AI Alignment: Then and Now

July 7, 2023

On February 22nd, 2023, I gave an introductory talk on the field of AI Alignment to the AI Journal Club at Northwestern University. Usually, we discuss a single paper each week, but I felt it was necessary to deviate from that pattern due to the limited awareness of the field, even among AI researchers. Dissecting a single alignment paper for an audience unfamiliar with the fundamental problem at hand would have been akin to teaching someone about assembly-level code optimizations when they were just learning to use a computer.

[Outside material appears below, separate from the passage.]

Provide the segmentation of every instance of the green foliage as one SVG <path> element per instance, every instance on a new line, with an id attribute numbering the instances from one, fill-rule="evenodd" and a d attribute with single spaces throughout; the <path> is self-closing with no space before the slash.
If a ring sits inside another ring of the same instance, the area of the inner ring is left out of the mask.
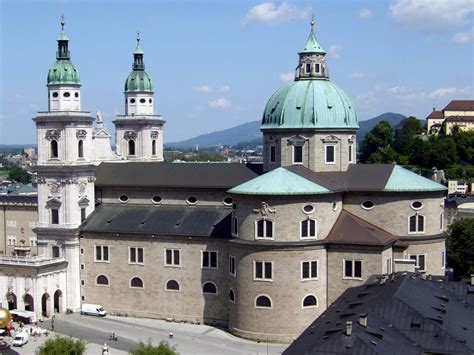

The 45 minutes assigned to me were hardly enough to cover even the basics of the control problem and why attempting to solve it was crucial. However, I did my best to expose my audience to at least the core thrusts of alignment theory. I was pleasantly surprised at how well the content was received, and though some were inevitably skeptical of the purported magnitude of risk, the ensuing conversations were thought-provoking and constructive, and I thoroughly enjoyed them.

I’ve embedded the presentation slides below, for archival and easy access.

Note: several slides have speaker notes.

I gave my presentation less than 5 months ago, and the climate surrounding alignment has changed tremendously in that little time. Back then, the still-fresh hype around generative AI meant that anyone calling for regulation or even restraint was being mocked and/or called a luddite. This was hardly new for those of us who have long believed that superintelligent AI might pose an existential risk to humanity. What was new, however, was the volume of the pushback, coming from all corners of the internet, not just from skeptical AI researchers.

Fast-forward to July 5th, 2023, and OpenAI has made four separate announcements regarding AI Safety and Alignment, with the first coming out just 2 days after my talk. In the latest one, they’ve put their money where their mouths are, announcing a new “Superalignment” team, with the goal to “solve the core technical challenges of superintelligence alignment in four years.”

How well they fare, time will tell. But this is the first time in a while that I’ve felt hopeful about our chances in this uphill battle.

Obligatory May 2024 Edit: Nevermind, putting all my eggs in the CAIS and Anthropic baskets for now.